4.21.2005

How Da Ratz Became Benedict 16

The WaPo has a terrific run-down of how Da Ratz ascended the throne of Mithra. Highlights:
From the very first vote on Monday evening, Ratzinger was at the front of the pack of contenders. And almost before the electors knew it, the grave atmosphere of the conclave was over, and they were singing Latin songs, eating chicken cordon bleu and toasting the new pope with spumante.

"It's wonderful to be in a group of 115 people, and you're all equals. You're all talking: Eminence this, Eminence that, first name this, first name that. And then suddenly, one of you is different," said Cardinal Theodore E. McCarrick of Washington. "He's no longer one of you. He's the Holy Father, the successor to Peter and the Vicar of the Christ."

For years, Joseph Ratzinger was a rarity in the church, the only Vatican official other than John Paul with global name recognition. His book-length interview with an Italian journalist, "The Ratzinger Report," was a European bestseller in the mid-1990s and sold 50,000 copies in English.

Already the best-known member of the College of Cardinals, his profile only increased after John Paul died on April 2. He presided over the pope's funeral, led the cardinals in their closed-door sessions to discuss the state of the church and celebrated Mass at St. Peter's Basilica on Monday, the day the conclave began.
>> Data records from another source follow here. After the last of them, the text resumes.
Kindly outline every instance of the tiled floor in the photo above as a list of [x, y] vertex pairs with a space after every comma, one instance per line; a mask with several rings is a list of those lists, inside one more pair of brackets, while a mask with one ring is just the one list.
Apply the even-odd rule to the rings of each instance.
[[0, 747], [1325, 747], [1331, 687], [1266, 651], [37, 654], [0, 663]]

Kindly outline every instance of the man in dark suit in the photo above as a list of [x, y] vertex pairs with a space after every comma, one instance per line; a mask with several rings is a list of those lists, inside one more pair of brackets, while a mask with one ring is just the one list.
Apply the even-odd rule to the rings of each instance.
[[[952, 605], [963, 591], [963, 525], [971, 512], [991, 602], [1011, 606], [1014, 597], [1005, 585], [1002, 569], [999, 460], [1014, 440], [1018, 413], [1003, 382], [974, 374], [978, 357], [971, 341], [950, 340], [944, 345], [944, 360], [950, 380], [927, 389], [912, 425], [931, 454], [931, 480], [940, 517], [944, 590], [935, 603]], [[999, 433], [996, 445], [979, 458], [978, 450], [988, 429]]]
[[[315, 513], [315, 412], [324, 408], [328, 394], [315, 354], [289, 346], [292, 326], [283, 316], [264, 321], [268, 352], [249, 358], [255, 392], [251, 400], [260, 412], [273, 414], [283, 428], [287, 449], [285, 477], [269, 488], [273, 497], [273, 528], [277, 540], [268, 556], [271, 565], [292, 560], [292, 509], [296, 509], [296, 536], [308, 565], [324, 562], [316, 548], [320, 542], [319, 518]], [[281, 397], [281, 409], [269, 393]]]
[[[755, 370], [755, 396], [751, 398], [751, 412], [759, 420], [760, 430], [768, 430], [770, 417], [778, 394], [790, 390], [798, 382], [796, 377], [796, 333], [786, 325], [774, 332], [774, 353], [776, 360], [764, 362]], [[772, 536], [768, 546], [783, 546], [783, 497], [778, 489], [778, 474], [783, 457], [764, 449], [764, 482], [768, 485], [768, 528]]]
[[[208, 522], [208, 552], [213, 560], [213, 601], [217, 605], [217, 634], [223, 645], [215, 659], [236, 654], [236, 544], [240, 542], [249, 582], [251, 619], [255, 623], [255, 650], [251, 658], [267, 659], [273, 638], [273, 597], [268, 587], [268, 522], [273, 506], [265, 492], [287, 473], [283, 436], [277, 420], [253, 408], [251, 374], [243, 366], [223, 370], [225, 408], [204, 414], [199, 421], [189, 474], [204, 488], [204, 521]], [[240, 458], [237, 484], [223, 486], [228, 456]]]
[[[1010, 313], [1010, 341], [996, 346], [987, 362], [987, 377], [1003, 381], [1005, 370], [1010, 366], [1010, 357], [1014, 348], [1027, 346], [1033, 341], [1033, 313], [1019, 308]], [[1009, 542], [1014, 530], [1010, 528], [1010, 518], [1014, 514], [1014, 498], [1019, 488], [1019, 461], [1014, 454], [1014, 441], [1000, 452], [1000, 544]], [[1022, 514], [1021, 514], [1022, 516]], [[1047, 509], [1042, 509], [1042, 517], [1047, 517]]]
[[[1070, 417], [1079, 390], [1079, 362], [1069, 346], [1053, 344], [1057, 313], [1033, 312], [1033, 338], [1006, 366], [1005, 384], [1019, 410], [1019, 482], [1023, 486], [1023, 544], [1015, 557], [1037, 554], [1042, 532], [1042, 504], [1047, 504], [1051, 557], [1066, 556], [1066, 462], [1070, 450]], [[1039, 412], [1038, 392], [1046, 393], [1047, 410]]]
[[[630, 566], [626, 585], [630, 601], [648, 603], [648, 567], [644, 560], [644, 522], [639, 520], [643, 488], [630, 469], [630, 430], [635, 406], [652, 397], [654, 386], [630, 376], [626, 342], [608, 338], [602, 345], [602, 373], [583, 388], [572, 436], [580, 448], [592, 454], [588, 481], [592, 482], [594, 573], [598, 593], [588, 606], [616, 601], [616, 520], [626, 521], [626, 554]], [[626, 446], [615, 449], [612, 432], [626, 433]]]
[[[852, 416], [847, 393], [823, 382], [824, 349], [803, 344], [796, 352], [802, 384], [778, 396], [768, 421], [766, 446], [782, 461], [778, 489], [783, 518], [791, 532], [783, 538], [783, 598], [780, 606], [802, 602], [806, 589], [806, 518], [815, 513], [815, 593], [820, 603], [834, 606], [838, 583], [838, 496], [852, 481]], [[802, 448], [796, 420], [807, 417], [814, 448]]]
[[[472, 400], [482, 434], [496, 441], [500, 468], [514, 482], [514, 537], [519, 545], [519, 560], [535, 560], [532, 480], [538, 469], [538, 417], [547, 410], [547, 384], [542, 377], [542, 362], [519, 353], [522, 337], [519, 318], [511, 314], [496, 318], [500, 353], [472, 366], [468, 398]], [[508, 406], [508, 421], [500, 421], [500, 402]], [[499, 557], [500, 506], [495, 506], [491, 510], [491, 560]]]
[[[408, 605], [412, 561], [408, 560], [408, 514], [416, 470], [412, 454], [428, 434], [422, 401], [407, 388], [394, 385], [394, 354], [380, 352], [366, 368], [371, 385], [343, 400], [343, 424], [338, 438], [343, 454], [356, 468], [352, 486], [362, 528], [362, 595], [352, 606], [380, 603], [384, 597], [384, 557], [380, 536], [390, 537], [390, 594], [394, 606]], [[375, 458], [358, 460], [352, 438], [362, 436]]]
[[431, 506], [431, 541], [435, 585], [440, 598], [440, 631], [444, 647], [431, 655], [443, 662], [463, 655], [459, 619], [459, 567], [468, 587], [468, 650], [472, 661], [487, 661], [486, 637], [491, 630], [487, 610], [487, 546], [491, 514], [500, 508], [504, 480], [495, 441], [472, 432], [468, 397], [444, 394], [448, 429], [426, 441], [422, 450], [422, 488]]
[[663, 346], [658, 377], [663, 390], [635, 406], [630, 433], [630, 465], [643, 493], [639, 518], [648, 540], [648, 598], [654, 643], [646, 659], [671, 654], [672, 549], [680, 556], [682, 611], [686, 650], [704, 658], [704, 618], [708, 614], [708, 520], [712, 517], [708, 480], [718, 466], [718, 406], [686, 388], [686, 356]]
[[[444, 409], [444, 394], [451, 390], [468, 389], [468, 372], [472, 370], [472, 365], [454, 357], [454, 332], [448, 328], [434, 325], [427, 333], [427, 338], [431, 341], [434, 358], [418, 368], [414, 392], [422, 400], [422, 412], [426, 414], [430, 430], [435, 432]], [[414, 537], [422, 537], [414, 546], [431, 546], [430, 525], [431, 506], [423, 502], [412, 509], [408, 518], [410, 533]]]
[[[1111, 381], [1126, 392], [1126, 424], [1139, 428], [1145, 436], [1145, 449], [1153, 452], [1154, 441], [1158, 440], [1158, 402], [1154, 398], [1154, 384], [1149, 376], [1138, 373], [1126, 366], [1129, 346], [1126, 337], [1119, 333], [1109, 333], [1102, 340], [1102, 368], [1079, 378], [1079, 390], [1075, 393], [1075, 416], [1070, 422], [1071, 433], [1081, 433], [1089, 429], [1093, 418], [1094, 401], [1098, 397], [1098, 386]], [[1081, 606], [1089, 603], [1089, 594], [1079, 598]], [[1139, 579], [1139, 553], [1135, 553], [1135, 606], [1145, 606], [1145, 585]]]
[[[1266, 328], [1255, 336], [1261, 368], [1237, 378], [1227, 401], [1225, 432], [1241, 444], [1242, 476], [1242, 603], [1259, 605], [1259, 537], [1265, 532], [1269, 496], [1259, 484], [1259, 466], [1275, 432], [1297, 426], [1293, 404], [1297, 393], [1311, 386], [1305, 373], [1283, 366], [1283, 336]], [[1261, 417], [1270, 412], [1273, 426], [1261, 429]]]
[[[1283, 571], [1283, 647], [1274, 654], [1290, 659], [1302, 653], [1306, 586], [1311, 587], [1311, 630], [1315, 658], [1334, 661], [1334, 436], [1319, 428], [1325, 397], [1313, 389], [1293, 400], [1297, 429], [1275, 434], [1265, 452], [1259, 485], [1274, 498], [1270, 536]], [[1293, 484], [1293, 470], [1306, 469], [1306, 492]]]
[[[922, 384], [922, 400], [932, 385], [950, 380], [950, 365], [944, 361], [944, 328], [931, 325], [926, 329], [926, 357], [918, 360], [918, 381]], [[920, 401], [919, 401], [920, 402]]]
Deliberately or not, Ratzinger reduced the attention other cardinals got from the news media by persuading his colleagues to agree to stop talking to reporters on the day after John Paul's funeral. That news blackout put an end to the traditional floating of candidates during the novemdiales, or nine-day mourning period, after the death of a pope.
Nah. I'm sure it wasn't for political reasons.
...
Asked when the cardinals began focusing on Ratzinger as a candidate, McCarrick replied with a grin: "When we read the newspapers. Because the newspapers were telling us that Cardinal Ratzinger is the favorite. So we see, the Holy Spirit may speak through the newspapers -- sometimes even the Italian newspapers."
...
On Monday...Ratzinger gave a stinging homily against the West's creeping "dictatorship of relativism." Those who hold firmly to belief in God and moral absolutes, he said, are accused of fundamentalism, while the only socially acceptable attitude seems to be that everything is relative and nothing is clearly right or wrong.
Can I get a witness? Why, here in the godless United States, we just can't decide whether murder, assault, misleading the public, slaughtering thousands by crashing airplanes into buildings, stealing, beating up old ladies, fucking fornicating with goats, or raping children and then covering it up is wrong. Up is down, black is white, gray is green. Mass insanity!

Effect of article on yours truly: Hunger for chicken cordon bleu.

For a little fun with Mithra, try this page by someone who actually thinks Judaism is somehow "pure" and non-pagan. Did his homework, though.

UPDATE: The New York Times today (Friday, April 22) has an excellent interactive Flash presentation on Benedict "Bennie" 16. It's in the right-hand column about halfway down. I'd link to it but it's a popup window and life is too short.